We need to specify a bit more here - we'll specify that the infalling observer is falling from at rest from infinity If you are worried about the length of time it takes to fall from at rest at infinity, you can say instead that the infalling observer has just enough velocity to reach infinity if you run time backwards.

When you factor gravity and the motion of the infalling observer both together (and you can't separate them in any coordinate independent way), you find that with the specified initial conditions (of a fall from infinity) that the infalling observer receives at the event horizon a signal that's RED-shfited by a finite amount (2:1). There's an entry in my blog that goes into some detailed, but messy, calculations for the general case, the case of "at rest from infinity" is particularly simple, and if you search you can see that there's general agreement from various PF posters who have worked this problem by various means in various coordinate systems.

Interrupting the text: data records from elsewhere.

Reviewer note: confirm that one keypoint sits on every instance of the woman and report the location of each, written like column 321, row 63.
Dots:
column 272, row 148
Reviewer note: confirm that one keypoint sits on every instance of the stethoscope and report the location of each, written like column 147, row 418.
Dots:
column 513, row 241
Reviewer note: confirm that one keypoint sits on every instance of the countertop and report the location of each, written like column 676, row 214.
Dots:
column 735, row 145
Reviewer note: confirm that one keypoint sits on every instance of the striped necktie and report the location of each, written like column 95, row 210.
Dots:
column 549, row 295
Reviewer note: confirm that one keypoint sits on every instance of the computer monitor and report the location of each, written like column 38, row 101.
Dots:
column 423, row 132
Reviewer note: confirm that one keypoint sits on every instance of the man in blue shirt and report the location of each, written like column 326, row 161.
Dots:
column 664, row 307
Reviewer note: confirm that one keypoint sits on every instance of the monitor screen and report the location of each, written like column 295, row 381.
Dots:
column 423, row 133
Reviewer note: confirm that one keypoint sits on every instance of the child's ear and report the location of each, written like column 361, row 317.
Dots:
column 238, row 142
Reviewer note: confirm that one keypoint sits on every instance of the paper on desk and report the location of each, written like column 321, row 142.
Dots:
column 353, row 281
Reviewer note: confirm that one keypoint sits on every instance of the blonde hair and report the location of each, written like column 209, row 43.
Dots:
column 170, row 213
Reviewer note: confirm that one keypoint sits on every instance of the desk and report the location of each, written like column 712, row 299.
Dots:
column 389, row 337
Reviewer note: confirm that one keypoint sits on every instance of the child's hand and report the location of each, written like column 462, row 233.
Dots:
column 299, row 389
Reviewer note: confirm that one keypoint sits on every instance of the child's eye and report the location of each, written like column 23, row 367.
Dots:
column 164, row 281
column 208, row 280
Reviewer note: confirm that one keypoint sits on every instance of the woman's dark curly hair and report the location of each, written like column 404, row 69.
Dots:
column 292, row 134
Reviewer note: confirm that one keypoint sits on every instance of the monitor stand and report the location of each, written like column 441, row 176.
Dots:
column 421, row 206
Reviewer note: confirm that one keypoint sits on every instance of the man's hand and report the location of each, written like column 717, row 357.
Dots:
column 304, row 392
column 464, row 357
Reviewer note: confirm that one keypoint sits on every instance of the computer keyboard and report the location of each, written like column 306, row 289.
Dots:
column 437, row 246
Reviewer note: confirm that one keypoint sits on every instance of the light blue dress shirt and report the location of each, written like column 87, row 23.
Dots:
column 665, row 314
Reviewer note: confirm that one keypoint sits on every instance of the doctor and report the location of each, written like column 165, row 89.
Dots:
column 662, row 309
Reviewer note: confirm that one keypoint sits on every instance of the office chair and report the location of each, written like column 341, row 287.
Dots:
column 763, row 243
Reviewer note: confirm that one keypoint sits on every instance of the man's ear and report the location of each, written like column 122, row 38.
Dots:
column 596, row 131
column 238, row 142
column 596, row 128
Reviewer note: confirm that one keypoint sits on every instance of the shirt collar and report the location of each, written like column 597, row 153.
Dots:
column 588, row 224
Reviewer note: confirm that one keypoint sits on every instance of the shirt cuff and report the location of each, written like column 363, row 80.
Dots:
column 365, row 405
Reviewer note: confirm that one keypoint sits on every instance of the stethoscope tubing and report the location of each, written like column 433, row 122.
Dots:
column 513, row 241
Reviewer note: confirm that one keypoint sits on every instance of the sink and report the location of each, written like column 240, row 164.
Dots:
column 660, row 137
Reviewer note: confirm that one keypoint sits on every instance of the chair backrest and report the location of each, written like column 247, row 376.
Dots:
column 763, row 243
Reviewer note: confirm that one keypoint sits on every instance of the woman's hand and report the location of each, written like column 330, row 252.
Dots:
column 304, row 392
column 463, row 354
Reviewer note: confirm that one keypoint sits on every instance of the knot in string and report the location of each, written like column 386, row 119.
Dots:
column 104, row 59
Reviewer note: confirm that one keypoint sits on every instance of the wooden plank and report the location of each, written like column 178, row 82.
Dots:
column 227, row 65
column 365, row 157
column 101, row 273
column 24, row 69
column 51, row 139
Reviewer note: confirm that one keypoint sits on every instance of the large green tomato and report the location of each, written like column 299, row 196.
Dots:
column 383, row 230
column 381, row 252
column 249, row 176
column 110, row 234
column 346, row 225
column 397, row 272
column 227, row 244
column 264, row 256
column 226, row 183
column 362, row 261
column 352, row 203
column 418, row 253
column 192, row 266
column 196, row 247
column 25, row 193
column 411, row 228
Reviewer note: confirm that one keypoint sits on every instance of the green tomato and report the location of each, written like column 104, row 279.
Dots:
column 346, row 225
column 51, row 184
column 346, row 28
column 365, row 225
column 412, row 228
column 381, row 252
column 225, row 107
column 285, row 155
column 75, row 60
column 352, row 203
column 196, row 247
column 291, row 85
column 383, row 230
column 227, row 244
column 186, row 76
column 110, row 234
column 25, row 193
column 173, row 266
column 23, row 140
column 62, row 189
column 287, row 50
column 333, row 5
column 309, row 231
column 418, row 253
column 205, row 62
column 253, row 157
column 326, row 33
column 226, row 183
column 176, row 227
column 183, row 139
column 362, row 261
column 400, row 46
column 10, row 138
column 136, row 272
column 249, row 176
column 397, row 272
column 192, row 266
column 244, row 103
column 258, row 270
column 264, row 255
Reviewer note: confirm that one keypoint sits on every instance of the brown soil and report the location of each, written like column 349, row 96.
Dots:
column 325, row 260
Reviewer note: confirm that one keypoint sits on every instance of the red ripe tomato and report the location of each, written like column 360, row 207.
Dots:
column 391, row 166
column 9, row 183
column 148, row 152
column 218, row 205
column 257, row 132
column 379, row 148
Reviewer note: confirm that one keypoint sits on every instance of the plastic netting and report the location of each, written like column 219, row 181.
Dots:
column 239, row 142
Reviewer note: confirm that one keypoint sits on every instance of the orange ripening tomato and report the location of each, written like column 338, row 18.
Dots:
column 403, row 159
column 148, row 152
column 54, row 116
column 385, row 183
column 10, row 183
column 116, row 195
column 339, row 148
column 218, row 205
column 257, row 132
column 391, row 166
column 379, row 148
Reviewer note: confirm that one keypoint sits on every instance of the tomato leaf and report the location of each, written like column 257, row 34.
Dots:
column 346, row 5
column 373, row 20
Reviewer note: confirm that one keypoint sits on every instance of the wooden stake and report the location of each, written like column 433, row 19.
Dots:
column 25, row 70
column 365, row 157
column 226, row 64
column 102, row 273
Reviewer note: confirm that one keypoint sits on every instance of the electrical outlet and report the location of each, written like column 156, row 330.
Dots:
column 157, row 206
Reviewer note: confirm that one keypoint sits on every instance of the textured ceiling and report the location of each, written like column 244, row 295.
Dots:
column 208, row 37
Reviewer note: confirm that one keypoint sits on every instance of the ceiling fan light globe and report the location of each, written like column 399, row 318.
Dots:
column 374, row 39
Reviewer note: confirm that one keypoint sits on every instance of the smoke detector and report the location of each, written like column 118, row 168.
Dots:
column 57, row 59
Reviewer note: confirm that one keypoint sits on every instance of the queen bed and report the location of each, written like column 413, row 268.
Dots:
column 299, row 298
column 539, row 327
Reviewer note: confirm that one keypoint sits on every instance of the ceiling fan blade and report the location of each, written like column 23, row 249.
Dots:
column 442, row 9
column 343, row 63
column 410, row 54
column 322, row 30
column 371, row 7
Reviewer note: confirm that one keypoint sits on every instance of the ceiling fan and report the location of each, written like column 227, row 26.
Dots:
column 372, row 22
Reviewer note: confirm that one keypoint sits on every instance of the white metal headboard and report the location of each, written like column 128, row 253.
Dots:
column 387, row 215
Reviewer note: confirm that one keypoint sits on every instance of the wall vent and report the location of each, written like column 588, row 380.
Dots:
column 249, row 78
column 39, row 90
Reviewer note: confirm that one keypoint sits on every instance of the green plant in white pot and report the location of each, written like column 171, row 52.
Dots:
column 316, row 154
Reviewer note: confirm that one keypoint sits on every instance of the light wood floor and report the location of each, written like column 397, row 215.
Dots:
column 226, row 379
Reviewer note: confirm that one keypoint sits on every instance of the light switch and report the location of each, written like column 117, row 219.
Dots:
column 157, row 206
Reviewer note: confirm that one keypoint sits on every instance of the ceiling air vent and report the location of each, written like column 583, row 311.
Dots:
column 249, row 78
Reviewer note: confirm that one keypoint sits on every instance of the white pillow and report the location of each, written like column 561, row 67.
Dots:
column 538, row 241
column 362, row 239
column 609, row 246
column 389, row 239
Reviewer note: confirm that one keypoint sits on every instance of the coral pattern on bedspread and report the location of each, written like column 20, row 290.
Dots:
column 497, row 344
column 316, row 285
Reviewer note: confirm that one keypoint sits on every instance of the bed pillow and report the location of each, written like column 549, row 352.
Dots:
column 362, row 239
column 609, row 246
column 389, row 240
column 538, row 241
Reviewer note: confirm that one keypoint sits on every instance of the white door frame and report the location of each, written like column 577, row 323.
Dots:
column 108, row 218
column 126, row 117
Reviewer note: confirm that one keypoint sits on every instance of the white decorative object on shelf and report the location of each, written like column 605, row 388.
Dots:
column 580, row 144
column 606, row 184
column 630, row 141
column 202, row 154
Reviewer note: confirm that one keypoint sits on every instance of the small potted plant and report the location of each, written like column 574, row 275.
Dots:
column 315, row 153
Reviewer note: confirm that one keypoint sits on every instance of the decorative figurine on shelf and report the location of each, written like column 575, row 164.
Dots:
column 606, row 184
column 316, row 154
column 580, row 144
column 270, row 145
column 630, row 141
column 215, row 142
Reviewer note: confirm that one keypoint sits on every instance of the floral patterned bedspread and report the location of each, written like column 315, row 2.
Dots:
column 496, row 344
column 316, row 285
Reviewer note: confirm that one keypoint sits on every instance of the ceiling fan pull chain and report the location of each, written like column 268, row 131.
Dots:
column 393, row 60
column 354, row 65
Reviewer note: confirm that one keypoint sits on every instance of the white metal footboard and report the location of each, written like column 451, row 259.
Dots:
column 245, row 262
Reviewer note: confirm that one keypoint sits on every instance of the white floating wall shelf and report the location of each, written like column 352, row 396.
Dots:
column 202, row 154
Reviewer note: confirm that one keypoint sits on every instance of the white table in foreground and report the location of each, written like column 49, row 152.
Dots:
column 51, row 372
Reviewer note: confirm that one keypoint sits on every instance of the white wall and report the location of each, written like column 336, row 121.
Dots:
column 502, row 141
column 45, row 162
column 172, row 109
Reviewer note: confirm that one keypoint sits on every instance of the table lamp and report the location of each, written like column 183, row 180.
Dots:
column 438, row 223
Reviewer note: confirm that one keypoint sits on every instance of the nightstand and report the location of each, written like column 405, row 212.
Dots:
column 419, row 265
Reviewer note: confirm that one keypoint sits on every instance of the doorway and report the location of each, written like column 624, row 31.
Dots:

The problem with the idea that "time stops" is that one gets the incorrect notion that the infalling observer "sees" infinite blueshift from the outside observer. This never happens, though by starting from at rest sufficiently close to the black hole (rather than at rest at infinity) you can get a finite blueshift.

What really tends to drive the point about event horizons home though is to consider a totally different scneario, the case of the Rindler observer, with a constant acceleration.

This has been posted about before, I don't have any specific references to post at this time, but you can find them if you dig.

It turns out that the Rindler observer sees an event horizon that acts like the event horizon of a very massive black hole (one without any appreciable curvature at the horizon). In this case the interpretation becomes a bit more clear, because if the Rindler observer was watching the Earth fall through his "Rindler Horizon", it's obviously silly to say that time "stops" on Earth while it falls through the horizon.

12. Feb 2, 2014

### dyb

Thanks everyone I now have a better understanding of relativity on the event horizon!